A gengiva, o reto e o rim são os locais preferidos para biopsiar. 
 
DEGENERAÇÃO HIALINA INTRACELULAR 
 Nas DH intracelulares, encontramos a substância hialina no interior das células, sob a forma de pequeninos 
grânulos acidófilos, homogêneos ou na forma de aglomerados irregulares, resultando da coagulação de parte de 
proteínas citoplasmáticas e por isso representando grave alteração da célula. 

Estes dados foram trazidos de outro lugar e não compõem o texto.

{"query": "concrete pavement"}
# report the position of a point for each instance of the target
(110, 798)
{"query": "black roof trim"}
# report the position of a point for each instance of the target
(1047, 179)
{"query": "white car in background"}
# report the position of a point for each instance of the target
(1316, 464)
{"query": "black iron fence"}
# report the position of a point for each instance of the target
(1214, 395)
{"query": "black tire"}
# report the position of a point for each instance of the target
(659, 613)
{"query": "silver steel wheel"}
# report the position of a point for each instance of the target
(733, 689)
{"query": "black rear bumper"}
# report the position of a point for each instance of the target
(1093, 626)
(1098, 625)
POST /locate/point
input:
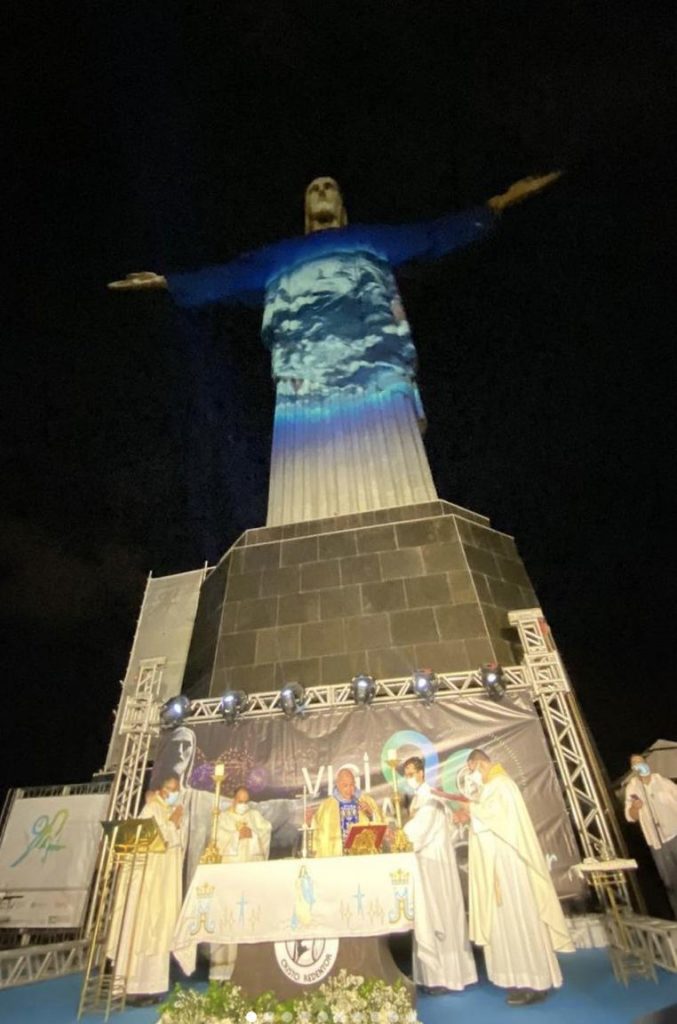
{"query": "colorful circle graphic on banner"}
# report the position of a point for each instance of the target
(450, 770)
(409, 743)
(306, 961)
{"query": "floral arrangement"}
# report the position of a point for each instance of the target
(343, 998)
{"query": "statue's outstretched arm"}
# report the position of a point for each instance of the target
(241, 280)
(139, 280)
(521, 189)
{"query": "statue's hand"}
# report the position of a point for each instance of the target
(522, 189)
(139, 280)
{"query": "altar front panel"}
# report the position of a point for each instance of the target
(273, 901)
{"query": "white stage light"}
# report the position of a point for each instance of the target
(174, 711)
(425, 684)
(363, 689)
(292, 698)
(234, 702)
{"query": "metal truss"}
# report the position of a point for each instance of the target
(139, 727)
(661, 937)
(452, 686)
(578, 765)
(18, 967)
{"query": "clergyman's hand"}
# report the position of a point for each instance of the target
(522, 189)
(137, 281)
(366, 809)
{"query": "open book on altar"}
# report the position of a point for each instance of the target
(365, 839)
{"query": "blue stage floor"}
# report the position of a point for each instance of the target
(590, 995)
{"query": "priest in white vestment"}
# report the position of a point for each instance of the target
(442, 957)
(336, 815)
(651, 800)
(243, 836)
(514, 910)
(146, 906)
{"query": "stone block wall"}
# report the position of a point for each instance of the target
(382, 592)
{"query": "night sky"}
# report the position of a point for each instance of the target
(165, 135)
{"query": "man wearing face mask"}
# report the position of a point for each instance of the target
(243, 836)
(147, 905)
(442, 958)
(514, 910)
(651, 801)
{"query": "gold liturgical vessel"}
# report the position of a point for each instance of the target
(211, 854)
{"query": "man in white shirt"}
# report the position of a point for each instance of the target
(442, 957)
(651, 801)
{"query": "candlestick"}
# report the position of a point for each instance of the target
(211, 854)
(305, 829)
(399, 844)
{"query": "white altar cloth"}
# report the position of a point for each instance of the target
(276, 900)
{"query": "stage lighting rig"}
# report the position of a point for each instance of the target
(363, 689)
(492, 677)
(292, 699)
(174, 711)
(233, 705)
(424, 684)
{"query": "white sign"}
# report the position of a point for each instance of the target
(47, 856)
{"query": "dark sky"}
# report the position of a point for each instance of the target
(163, 135)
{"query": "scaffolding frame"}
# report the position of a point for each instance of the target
(44, 953)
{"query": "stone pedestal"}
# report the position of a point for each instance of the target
(383, 592)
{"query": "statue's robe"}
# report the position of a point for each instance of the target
(348, 414)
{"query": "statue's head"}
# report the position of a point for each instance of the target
(324, 206)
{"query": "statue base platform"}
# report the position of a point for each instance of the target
(382, 592)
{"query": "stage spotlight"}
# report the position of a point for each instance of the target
(292, 698)
(425, 684)
(174, 711)
(363, 689)
(234, 702)
(492, 677)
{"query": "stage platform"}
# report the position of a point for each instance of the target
(590, 995)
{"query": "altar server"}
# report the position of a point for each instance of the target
(514, 910)
(651, 800)
(442, 957)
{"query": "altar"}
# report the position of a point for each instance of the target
(297, 922)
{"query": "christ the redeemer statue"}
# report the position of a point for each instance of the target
(348, 415)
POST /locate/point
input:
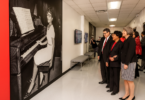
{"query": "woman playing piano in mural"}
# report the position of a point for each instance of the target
(45, 54)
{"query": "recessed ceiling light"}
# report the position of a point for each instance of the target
(113, 19)
(112, 25)
(114, 5)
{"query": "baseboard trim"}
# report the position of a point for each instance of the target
(34, 94)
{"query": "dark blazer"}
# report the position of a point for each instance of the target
(128, 54)
(143, 47)
(116, 51)
(105, 50)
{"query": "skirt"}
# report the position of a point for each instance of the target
(129, 73)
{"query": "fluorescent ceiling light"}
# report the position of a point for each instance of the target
(112, 25)
(114, 5)
(113, 19)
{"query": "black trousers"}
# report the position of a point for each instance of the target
(95, 51)
(104, 70)
(114, 79)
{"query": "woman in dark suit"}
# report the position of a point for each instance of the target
(128, 63)
(115, 62)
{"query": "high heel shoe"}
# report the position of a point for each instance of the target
(41, 80)
(124, 98)
(29, 92)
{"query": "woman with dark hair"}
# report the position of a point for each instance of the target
(128, 63)
(143, 49)
(138, 50)
(45, 54)
(115, 62)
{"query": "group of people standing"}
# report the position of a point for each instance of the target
(118, 52)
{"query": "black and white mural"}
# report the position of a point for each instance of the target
(92, 32)
(35, 46)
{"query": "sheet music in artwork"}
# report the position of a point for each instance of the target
(24, 19)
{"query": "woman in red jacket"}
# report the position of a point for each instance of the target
(138, 50)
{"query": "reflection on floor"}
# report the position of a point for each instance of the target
(83, 85)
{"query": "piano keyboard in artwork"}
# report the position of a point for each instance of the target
(24, 55)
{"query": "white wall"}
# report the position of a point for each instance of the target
(71, 21)
(99, 31)
(138, 21)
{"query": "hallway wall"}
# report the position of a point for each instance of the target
(99, 31)
(71, 21)
(138, 21)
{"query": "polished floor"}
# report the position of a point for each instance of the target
(83, 85)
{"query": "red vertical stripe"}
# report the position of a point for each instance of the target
(4, 51)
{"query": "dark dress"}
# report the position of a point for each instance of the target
(128, 57)
(104, 57)
(115, 66)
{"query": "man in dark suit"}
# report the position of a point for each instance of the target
(103, 56)
(115, 62)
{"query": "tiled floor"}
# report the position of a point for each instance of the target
(83, 85)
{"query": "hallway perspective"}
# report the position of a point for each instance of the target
(83, 85)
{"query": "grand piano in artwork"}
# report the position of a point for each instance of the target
(22, 50)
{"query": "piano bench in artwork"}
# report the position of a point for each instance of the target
(44, 68)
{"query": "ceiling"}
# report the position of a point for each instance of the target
(129, 9)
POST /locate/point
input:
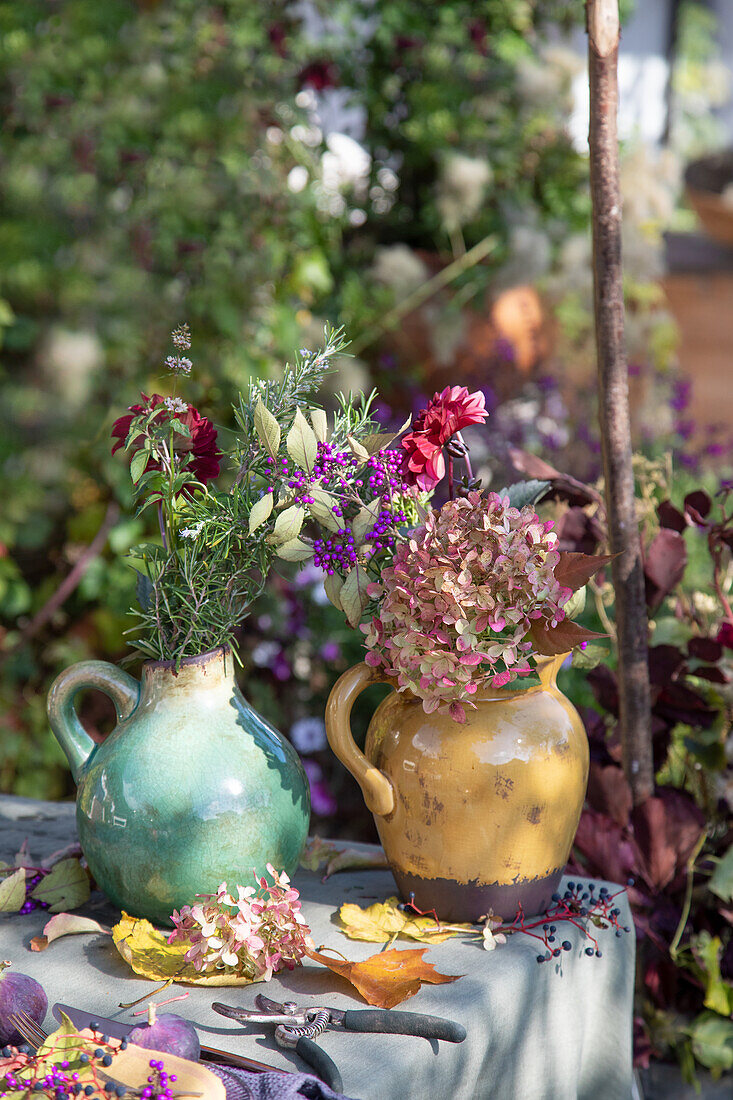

\u2022 Degeneração hialina goticular: caracterizada pelo aumento de numerosas gotículas hialinias refrateis 
(geralmente menores do que o núcleo ou uma hemácia) no citoplasma de células dos túbulos contornados do 
rim. Isso acontece porque as proteínas que passam pelos glomérulos em processo patológios (como nas 
síndromes nefróticas) são pinocitadas pela célula tubular e se unem aos lisossomos formando um 
fagolisossomo, que é visto sob a forma de uma gotícula hialina ao microscópio. 
\u2022 Corpúsculo de Russell: são corpúsculos hialinos esféricos em células localizadas na proximidade de certos 
cânceres. Sabe-se que as células que contém estes corpúsculos são os plasmócitos que podem fazer parte 
da reação inflamatória aparecendo sobretudo nos processos inflamatórios crônicos em que há prolongada 
estimulação antigênica. A substância hialina corresponde a imunoglobulinas (principalmente IgG) 
hiperproduzidas e não-excretadas por estas células, que se cristaliza no citoplasma 
dos plasmócitos no interior do retículo endoplasmático. 
\u2022 Corpúsculos de Councilman-Rocha-Lima: nas doenças hepáticas virais (como 
as hepatites por vírus A ou B e na febre amarela), os hepatócitos podem entrar em 
apoptose e aparecerem diminuídos com citoplasma hialino (com organelas 
diminuídas por destruição apoptótica), soltos da trabécula e com núcleos, 
picnóticos, fragmentados ou ausentes. Estas verdadeiras \u201cmúmias\u201d celulares, 
refringentes e vermelhas, são os corpúsculos de Councilman-Rocha-Lima. 
\u2022 Degeneração hialina de Mallory: os hepatócitos acometidos apresentam no citoplasma massas hialinas 
grumosas de tamanho e formas diferentes com bordas irregulares floconosas ou filamentosas. É mais comum 
na cirrose hepática alcoólica. A DH de Mallory corresponde basicamente a filamentos paralelos de disposição 
irregular e tamanhos diferentes. Isso ocorre porque os produtos metabólicos do álcool atingem estruturas da 
mitocôndria, dos microtúbulos e microfilamentos (que formam os filamentos irregulares citoplasmáticos).